Вакуум звука как оружие: «немая ярость / тихая ночь»

Фильм Джона Ву 2023 года подменяет привычную речевую драматургию ремаркой «тишина» и превращает её в драматургию тела. Главный герой, лишённый голоса после уличной перестрелки, дышит, сдавливает, визирует — ни одного слова, только физиология. Такой ход сродни принципу акустической драматургии Пьера Шеффера, где звук отделён от источника, а здесь наоборот: источник оставлен, звук изъят.

Немая ярость

Звуковая аскеза

Оглушительное отсутствием диалогов повествование держится на партитуре Марко Белтрами. Композитор вводит глиссандирующие волны, имитирующие упругую кровь в ушах, и модулирует их урбанистическими шумами, обработанными эффектом грануляции. Возникает ощущение «музыкального шума» — термин футуриста Луиджи Руссоло. Ву тем самым конструирует «эмбрион звука»: зритель слышит почти внутриутробный фон, где каждый резкий клаксон режет барабанные перепонки как нож-мизерикордия.

Тело камеры

Оператор Шелли Джонсон использует полиэкран — разрывы кадра на микрофрагменты, напоминающие стробоскопические полотна Дэвида Хокни.
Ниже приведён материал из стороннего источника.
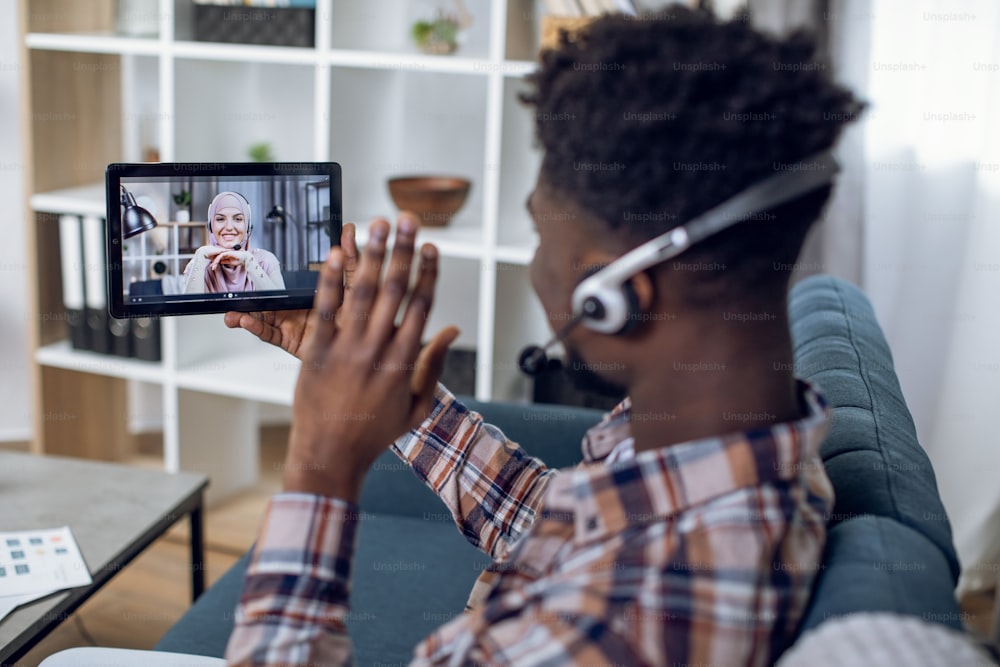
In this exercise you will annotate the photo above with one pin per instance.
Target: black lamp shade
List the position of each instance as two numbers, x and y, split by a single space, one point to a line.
135 219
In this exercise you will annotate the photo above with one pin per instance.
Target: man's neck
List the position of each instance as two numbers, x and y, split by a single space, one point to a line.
742 379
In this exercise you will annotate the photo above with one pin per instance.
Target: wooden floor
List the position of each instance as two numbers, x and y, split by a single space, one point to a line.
139 605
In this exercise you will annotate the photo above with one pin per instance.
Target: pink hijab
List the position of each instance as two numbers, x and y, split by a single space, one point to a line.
234 278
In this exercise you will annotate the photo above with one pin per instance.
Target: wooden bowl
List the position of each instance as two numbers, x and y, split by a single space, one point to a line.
434 198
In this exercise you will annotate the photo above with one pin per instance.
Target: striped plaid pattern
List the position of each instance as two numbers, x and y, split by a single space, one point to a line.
697 553
294 601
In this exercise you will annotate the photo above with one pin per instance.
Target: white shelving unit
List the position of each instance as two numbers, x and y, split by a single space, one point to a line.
362 97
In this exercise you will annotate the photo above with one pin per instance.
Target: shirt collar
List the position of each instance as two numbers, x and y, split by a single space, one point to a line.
655 484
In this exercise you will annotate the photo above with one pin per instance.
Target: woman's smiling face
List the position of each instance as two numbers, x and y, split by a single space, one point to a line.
229 226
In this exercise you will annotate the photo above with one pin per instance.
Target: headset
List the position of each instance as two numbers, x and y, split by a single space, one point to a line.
246 239
604 301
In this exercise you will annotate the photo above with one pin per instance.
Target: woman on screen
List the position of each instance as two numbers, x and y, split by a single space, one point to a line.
227 263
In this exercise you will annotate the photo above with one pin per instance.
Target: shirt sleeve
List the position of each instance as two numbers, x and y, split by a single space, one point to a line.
490 485
295 595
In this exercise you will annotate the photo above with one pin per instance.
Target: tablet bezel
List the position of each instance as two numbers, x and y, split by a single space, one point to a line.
120 308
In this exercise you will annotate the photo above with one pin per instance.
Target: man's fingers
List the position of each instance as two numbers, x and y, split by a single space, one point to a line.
328 298
365 284
396 283
417 310
349 243
428 369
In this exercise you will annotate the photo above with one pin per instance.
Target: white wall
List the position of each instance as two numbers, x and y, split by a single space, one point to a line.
15 396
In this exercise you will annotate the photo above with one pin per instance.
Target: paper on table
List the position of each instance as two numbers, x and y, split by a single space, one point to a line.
40 561
9 603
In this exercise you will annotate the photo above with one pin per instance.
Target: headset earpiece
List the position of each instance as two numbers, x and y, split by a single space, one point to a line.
606 308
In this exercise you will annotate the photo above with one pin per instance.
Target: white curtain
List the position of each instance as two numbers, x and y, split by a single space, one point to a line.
931 220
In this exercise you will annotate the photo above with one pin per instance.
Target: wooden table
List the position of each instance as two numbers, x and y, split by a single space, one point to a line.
115 511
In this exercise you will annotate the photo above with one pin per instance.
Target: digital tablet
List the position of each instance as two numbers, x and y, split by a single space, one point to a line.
190 237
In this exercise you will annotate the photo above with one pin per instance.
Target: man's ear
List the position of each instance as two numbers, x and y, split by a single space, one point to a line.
645 290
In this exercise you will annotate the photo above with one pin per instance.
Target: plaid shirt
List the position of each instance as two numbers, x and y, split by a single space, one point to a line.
700 553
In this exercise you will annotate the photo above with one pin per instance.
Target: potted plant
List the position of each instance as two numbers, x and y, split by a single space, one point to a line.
261 152
440 36
182 200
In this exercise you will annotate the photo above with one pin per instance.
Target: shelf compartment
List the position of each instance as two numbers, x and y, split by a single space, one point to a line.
440 132
385 25
93 43
62 355
267 375
82 200
519 163
224 107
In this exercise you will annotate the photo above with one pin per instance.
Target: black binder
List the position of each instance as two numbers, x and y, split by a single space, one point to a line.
94 285
71 262
146 338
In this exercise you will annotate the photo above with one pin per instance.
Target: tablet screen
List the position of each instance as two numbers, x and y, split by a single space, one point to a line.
188 238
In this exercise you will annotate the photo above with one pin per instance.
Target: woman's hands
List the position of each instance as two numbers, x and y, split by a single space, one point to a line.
287 328
364 380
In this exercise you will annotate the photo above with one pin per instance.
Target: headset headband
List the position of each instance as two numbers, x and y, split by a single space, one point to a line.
602 301
801 178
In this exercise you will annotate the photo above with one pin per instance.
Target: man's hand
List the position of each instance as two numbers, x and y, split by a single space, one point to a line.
364 380
287 328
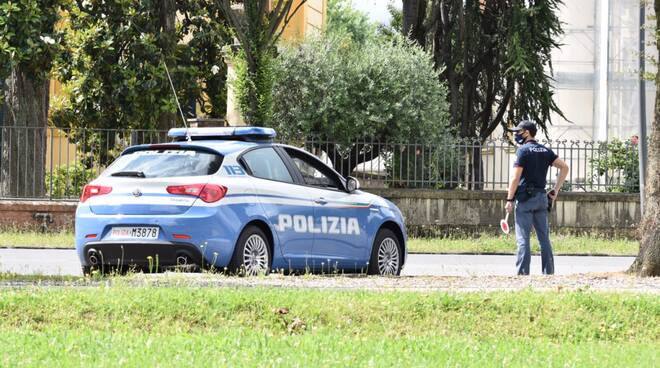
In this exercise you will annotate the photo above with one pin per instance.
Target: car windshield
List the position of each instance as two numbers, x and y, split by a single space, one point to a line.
165 163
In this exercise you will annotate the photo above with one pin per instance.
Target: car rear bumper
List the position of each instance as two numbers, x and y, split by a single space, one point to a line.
141 254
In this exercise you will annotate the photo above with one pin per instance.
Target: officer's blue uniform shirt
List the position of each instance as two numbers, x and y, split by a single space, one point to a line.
535 159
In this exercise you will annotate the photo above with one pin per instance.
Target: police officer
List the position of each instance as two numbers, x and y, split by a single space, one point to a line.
527 190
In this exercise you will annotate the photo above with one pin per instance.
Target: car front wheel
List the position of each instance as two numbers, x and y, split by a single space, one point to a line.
386 256
252 254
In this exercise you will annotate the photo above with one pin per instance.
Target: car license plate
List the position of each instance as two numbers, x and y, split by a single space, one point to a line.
135 232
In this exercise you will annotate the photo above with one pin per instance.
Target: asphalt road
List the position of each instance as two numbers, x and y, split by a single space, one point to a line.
65 262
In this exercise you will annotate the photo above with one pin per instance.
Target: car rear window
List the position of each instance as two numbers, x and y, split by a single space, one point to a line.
165 163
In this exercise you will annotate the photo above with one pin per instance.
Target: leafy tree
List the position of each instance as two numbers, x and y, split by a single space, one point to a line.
114 70
347 96
647 262
28 44
396 22
258 27
496 58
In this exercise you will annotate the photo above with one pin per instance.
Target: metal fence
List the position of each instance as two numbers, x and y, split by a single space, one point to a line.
51 163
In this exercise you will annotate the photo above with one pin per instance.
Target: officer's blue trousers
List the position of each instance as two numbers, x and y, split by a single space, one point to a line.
533 212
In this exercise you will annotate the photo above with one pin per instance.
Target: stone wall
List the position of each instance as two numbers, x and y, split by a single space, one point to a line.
37 215
427 212
432 211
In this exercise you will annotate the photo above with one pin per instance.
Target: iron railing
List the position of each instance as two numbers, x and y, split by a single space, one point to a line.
54 164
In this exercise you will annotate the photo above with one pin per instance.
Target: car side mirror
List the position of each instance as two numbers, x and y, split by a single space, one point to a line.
352 184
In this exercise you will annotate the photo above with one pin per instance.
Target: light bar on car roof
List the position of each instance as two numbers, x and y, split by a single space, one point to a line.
239 133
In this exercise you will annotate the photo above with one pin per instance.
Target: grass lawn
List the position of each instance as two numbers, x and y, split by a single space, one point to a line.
562 244
111 326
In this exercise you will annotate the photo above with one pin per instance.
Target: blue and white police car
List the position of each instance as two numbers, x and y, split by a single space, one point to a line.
230 198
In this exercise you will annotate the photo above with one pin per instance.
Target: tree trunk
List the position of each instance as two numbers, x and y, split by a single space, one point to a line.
24 136
167 20
647 262
414 13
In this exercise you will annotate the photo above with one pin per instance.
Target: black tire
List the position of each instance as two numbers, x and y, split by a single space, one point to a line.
252 238
389 242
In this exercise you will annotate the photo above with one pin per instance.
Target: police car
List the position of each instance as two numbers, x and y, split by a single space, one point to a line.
230 198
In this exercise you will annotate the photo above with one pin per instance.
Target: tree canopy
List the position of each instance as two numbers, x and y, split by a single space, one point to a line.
114 67
344 92
495 55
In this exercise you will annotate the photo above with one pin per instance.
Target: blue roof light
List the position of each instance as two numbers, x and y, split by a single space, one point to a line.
251 133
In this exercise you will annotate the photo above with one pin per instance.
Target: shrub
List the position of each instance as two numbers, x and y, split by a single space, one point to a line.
617 166
335 90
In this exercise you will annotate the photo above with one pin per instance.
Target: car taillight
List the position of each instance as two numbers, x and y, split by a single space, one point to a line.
94 190
208 193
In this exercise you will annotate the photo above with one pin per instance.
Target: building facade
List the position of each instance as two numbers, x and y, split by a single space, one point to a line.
597 71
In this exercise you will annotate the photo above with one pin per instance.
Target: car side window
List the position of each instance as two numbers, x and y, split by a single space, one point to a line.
312 172
265 163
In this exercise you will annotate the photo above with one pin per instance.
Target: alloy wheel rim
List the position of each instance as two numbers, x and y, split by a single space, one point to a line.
388 257
255 255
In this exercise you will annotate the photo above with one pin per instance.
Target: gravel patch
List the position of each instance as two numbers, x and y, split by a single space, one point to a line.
604 282
610 282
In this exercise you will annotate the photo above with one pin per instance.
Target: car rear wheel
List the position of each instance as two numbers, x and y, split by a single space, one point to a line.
386 255
252 255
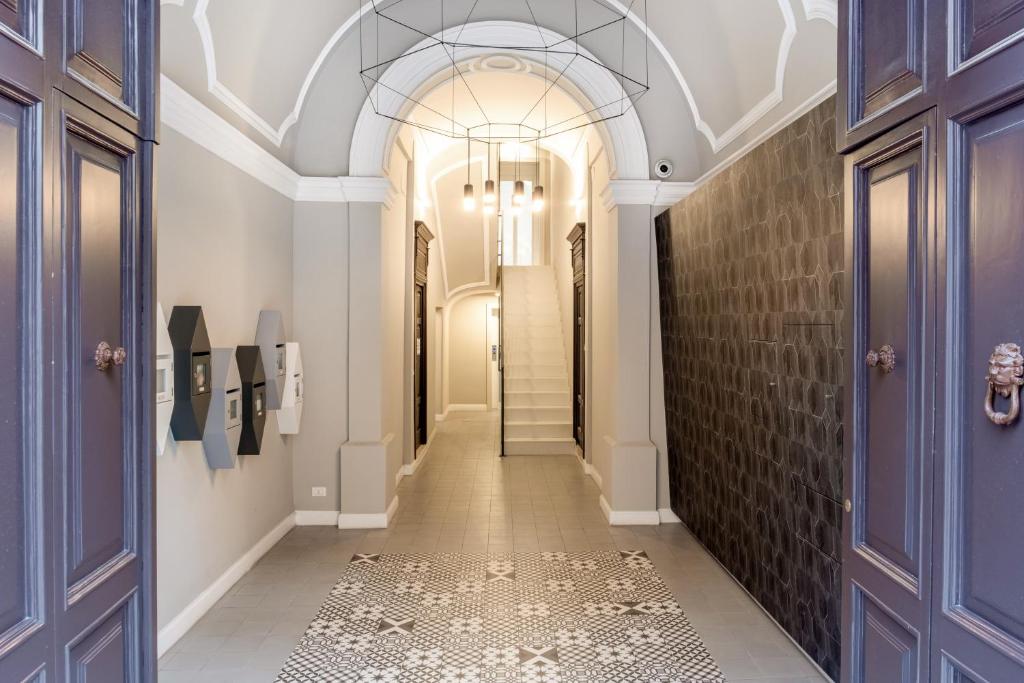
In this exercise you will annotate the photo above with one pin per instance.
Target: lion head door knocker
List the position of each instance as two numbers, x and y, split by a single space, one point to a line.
884 358
1006 375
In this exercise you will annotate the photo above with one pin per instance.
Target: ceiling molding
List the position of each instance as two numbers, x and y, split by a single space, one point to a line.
644 193
181 112
826 10
813 9
373 133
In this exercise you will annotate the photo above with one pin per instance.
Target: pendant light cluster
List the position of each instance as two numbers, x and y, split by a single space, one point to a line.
489 194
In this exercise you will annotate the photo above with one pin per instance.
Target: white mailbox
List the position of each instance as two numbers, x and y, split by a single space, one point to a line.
290 415
164 381
270 339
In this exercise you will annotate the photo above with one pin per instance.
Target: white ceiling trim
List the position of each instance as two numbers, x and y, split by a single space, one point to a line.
449 293
826 10
181 112
373 134
819 8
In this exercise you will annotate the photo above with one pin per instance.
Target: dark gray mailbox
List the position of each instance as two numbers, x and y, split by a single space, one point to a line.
254 404
223 426
193 373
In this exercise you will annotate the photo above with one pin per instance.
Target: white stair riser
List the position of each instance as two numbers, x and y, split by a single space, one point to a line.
538 430
540 447
538 414
523 384
535 398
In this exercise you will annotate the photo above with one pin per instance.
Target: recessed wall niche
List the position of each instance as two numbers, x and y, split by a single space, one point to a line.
290 415
254 403
192 373
164 381
223 426
270 339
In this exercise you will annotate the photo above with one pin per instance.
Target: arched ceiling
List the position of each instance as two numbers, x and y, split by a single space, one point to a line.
721 73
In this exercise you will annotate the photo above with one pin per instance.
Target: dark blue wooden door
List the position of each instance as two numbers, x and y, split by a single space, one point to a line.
891 323
77 103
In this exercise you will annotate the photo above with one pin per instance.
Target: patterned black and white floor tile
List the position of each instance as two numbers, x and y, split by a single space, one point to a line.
543 617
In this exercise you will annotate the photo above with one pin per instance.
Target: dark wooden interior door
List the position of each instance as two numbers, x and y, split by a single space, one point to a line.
421 265
956 67
578 242
77 136
887 539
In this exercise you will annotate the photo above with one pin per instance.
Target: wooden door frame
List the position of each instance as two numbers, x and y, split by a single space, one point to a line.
578 258
421 262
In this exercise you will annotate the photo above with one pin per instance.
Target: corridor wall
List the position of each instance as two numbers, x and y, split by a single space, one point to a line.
751 309
225 244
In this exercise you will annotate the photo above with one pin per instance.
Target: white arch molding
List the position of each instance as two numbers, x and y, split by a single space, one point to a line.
823 9
374 134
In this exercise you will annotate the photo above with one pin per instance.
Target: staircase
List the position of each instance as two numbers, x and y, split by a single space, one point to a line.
538 412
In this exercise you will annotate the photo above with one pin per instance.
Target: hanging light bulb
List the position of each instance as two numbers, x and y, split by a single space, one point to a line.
539 199
468 198
538 188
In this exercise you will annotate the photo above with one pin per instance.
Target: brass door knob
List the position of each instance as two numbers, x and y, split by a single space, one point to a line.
105 355
884 358
1006 375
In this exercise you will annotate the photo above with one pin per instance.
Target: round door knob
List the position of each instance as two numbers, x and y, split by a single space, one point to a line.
884 358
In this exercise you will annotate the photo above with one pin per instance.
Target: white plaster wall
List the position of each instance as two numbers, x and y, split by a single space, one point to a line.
603 311
225 244
321 310
468 363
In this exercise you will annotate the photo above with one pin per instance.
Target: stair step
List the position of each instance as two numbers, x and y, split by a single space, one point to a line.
529 398
539 446
536 384
538 429
538 413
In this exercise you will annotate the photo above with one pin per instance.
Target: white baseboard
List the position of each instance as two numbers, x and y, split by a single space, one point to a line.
187 617
470 408
315 517
668 516
630 517
369 520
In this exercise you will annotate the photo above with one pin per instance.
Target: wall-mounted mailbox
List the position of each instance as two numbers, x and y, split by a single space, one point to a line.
164 381
290 415
254 403
223 426
192 373
270 339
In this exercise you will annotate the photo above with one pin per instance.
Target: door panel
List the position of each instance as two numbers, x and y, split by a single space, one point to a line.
25 631
98 512
884 77
979 598
100 44
890 232
981 28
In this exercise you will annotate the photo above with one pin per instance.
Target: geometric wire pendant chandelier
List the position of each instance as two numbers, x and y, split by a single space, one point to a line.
560 39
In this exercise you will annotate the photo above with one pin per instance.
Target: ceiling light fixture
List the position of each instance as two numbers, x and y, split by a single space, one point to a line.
468 198
590 27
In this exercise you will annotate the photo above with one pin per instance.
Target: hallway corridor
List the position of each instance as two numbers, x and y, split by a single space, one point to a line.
466 500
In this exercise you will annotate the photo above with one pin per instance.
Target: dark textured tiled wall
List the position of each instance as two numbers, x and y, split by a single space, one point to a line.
751 286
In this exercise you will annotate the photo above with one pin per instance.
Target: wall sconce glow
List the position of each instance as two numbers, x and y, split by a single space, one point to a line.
519 194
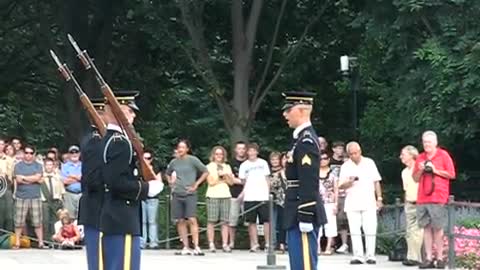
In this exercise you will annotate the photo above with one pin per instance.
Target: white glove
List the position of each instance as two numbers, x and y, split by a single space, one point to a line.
305 227
154 187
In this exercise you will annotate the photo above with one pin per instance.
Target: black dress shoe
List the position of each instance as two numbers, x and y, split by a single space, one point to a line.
410 263
427 265
356 261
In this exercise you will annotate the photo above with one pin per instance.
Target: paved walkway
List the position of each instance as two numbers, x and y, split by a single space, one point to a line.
164 259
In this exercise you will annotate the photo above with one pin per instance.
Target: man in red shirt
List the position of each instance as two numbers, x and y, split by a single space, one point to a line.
433 170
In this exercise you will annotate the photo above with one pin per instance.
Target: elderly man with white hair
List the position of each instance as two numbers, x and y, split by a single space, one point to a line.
360 178
433 170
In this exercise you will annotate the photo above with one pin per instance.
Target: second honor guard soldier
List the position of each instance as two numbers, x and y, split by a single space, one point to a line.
92 189
120 222
304 211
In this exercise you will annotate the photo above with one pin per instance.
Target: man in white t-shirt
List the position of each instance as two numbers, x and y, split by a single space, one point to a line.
360 178
254 172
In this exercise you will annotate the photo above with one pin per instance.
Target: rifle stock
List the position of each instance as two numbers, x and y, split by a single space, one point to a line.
67 74
93 115
147 172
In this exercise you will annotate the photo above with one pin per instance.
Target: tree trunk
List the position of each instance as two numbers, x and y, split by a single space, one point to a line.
76 23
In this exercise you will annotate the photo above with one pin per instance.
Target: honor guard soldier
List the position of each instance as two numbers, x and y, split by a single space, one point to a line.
92 189
120 221
304 211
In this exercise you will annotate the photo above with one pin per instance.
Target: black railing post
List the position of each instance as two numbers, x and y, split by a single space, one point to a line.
398 203
167 220
271 259
450 231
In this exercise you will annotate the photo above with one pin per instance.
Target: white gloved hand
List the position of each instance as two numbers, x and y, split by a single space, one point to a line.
305 227
154 187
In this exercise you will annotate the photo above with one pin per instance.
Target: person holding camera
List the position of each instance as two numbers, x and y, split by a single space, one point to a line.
360 178
433 171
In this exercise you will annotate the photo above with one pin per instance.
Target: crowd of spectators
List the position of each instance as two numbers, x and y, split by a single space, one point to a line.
44 190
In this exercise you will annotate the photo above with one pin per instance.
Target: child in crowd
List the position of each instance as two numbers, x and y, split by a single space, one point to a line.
68 235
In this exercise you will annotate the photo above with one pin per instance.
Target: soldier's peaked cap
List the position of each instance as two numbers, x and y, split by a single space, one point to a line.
127 97
98 103
293 98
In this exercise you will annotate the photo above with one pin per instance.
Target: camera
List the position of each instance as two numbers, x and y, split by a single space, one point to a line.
428 167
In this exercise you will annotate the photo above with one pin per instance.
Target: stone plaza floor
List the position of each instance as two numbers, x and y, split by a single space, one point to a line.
165 259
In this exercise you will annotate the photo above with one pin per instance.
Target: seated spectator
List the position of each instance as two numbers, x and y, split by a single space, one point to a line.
52 191
68 236
255 172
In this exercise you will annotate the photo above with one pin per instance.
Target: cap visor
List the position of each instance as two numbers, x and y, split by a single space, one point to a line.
133 106
287 106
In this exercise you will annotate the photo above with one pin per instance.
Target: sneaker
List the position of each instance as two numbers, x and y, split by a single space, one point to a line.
427 265
226 249
198 252
408 262
343 249
356 261
441 264
254 248
211 248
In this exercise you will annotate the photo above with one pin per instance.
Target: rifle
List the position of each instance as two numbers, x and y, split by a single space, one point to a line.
87 104
147 172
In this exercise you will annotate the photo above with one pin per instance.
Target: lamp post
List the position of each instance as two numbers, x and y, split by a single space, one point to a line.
349 68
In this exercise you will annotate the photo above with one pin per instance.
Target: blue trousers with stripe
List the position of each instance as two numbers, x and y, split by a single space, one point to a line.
92 236
302 249
121 252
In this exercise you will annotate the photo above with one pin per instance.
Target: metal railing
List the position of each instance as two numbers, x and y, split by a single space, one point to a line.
450 228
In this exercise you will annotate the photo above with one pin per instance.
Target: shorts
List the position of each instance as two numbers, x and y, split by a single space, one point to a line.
331 226
23 207
235 209
256 209
218 209
342 220
432 214
183 206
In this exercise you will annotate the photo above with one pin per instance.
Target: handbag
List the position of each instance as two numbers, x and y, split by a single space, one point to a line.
399 250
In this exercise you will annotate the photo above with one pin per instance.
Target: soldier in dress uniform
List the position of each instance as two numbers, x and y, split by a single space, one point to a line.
92 189
304 211
120 219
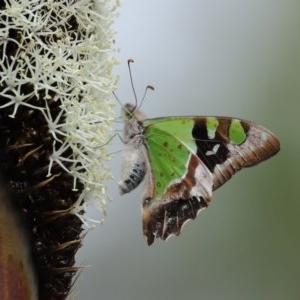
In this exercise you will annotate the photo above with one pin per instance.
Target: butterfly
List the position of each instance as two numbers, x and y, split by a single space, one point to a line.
183 160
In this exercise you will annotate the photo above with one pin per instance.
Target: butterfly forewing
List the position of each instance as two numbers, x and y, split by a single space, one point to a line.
191 156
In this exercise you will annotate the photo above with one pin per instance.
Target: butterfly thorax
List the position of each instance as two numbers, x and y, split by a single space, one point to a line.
134 154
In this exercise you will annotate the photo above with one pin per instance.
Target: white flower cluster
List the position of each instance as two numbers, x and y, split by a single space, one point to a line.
74 68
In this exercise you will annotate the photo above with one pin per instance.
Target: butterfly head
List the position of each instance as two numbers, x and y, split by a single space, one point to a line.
130 111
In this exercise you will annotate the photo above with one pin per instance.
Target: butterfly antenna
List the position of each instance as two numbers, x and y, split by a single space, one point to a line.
130 61
148 87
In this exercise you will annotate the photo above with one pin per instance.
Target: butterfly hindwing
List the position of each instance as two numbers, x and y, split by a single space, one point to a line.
189 157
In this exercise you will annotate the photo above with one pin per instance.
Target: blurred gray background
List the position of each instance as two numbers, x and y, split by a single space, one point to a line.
231 58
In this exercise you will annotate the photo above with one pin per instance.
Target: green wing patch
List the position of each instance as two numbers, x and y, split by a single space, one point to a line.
170 144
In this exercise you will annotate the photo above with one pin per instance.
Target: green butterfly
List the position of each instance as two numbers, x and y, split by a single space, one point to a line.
183 159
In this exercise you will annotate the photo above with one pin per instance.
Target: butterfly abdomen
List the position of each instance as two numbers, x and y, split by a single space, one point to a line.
134 178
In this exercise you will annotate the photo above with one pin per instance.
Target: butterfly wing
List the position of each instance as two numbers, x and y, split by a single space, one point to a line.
190 157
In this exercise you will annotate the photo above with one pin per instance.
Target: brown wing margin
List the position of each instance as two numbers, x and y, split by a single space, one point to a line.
167 218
К обычной слоу мо Ву добавляет высокочастотный стоп-кадр, снимая пули не в полёте, а в предэхо: камера предсказывает траекторию, тело героя реагирует раньше, чем пуля вылетела. Обратная перспектива русских икон оказывается неожиданной аналогией: действие происходит в будущем времени внутри настоящего кадра.

Миф о молчании

Сюжет отсылает к древнегреческому обету молчания (σιωπή) — герой приносит жертву слову, чтобы слово перестало властвовать. Его немота зачинает новую семиотику мести. Финальная сцена — рождественский хор мальчиков под детюрдюкующую окарину, когда гул бубенцов перекрывает автоматные очереди, — подводит к парадоксу: праздник, традиционно связанный с гимнографическим пением, завершается тихим кадром, где мигающие гирлянды пульсируют вроде кардиограммы.

Сценарий Роберта Ар Джиттерна складывается как нарративная фуга: экспозиция — тема, каждая следующая вариация короче, пока последний заход длится один-единственный вдох. Такая микрометражная секвенция роднит картину с японской формой хикусэцу, когда стихотворение сворачивается к одной иероглифической точке.

Актёр Джоэл Киннаман конструирует персонажа не гримом, а мышечными микродвижениями. Отчаяние выражено дрожью поверхностных фасциол, ярость — напряжением ремённых мышц шеи: вместо монолога — миограмма. Конвульсивные подёргивания прицела напоминают мессершмиттовских «характерные головы», где мимика перерастает в пластику скульптуры.

Режиссёрский стиль Ву — давно канон hong kong heroic bloodshed,— здесь подвергается диэтической деконструкции. Сам Ву отказывается от своих фирменных «белых голубей», вместо них над улицами парят дроны с LED-лампами, заменяя живую символику технологической. Город в фильме выглядит как световой орган (Termenvox-light по определению дизайнера Эли Парижского), где каждая вспышка переводится в тон.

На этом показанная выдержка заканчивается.